Toothless blindcat
- Conservation status: Vulnerable (IUCN 3.1)

Scientific classification
- Kingdom: Animalia
- Phylum: Chordata
- Class: Actinopterygii
- Order: Siluriformes
- Family: Ictaluridae
- Genus: Trogloglanis C. H. Eigenmann, 1919
- Species: T. pattersoni
- Binomial name: Trogloglanis pattersoni C. H. Eigenmann, 1919

= Toothless blindcat =

- Genus: Trogloglanis
- Species: pattersoni
- Authority: C. H. Eigenmann, 1919
- Conservation status: VU
- Parent authority: C. H. Eigenmann, 1919

Species of fish

The toothless blindcat (Trogloglanis pattersoni) is a species of North American freshwater catfish endemic to Texas in the United States.

==Description==
The toothless blindcat has no pigmentation and no externally visible eyes. The eye remnants are extremely reduced in size, with very little or no trace of a retina or lens; the optic tract is present, but always regresses before reaching the brain. In juveniles, the eye is under the skin, but as the fish grows, the eyes are withdrawn even further. The head is as long as it is broad. The adipose fin is long and rounded at the end, and is connected to the caudal fin. The dorsal and pectoral fins have spines. The swim bladder in these fish is reduced. The stomach is reduced in size and surrounded by deposits of adipose tissue allowing for adequate energy to be stored. The skull is mostly cartilaginous and not well-ossified, unlike the adults of most larger ictalurids. The lateral line is fragmented and reaches to between the anterior to the posterior end of the adipose fin. This species also has a few paedomorphic traits (indicated by small size which ranges from 16–89 mm, kidney morphology, and weak ossification of the skeleton). This species may reach about 10.4 cm TL.

==Diet==
Its toothless, sucker-like mouth possibly indicates T. pattersoni is a detritivore.

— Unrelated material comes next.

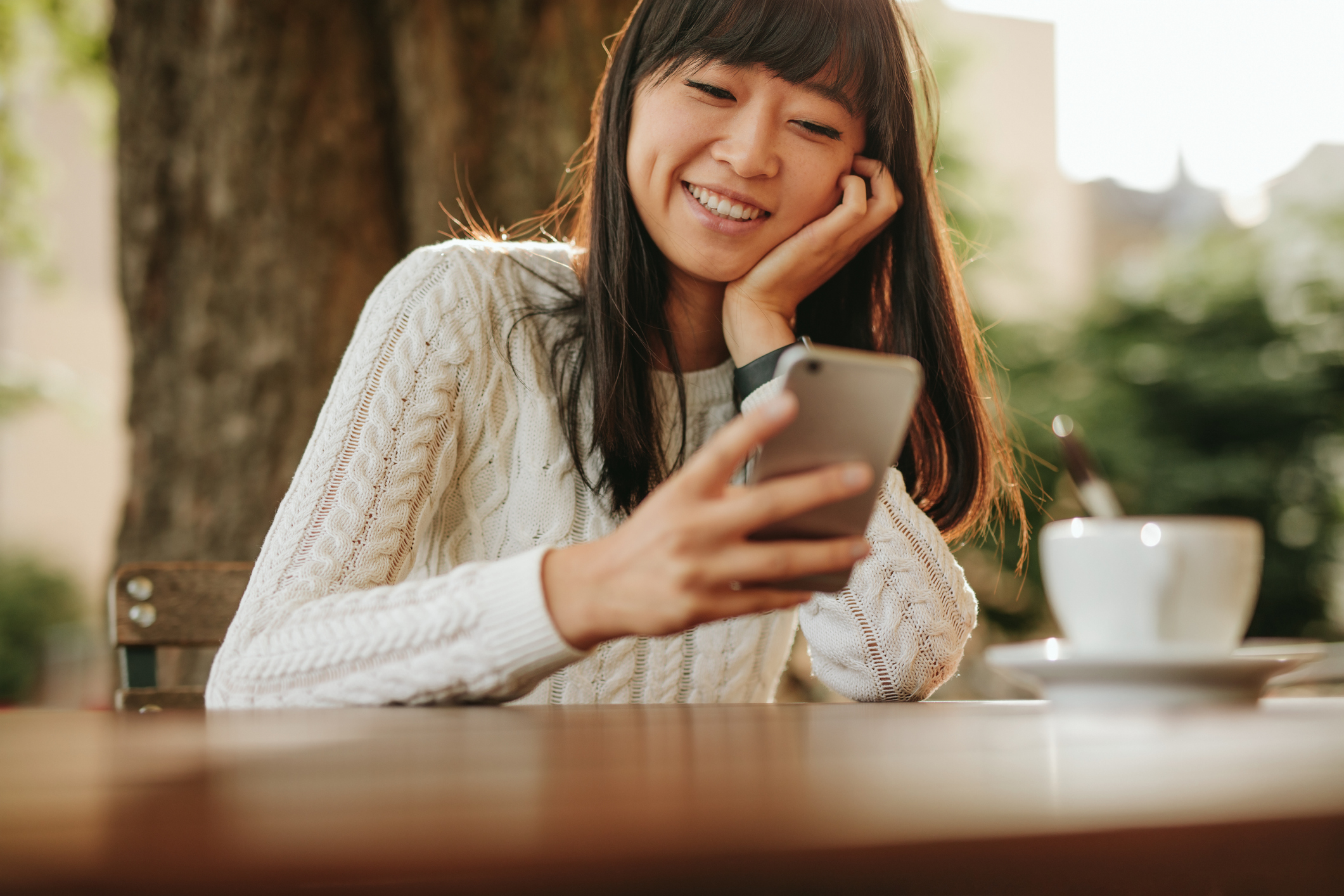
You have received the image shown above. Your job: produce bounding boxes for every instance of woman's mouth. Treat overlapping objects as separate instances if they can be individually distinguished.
[681,180,770,221]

==Distribution and habitat==
Along with the related widemouth blindcat (Satan eurystomus), this species inhabits subterranean habitats in five artesian wells penetrating the San Antonio Pool of the Edwards Aquifer in and near San Antonio, Texas.

==Conservation==
The toothless blindcat is threatened by overextraction of groundwater from the Edwards Aquifer. In 2023, it was proposed for endangered listing under the Endangered Species Act of 1973 by the U.S. Fish and Wildlife Service, as was the sympatric widemouth blindcat.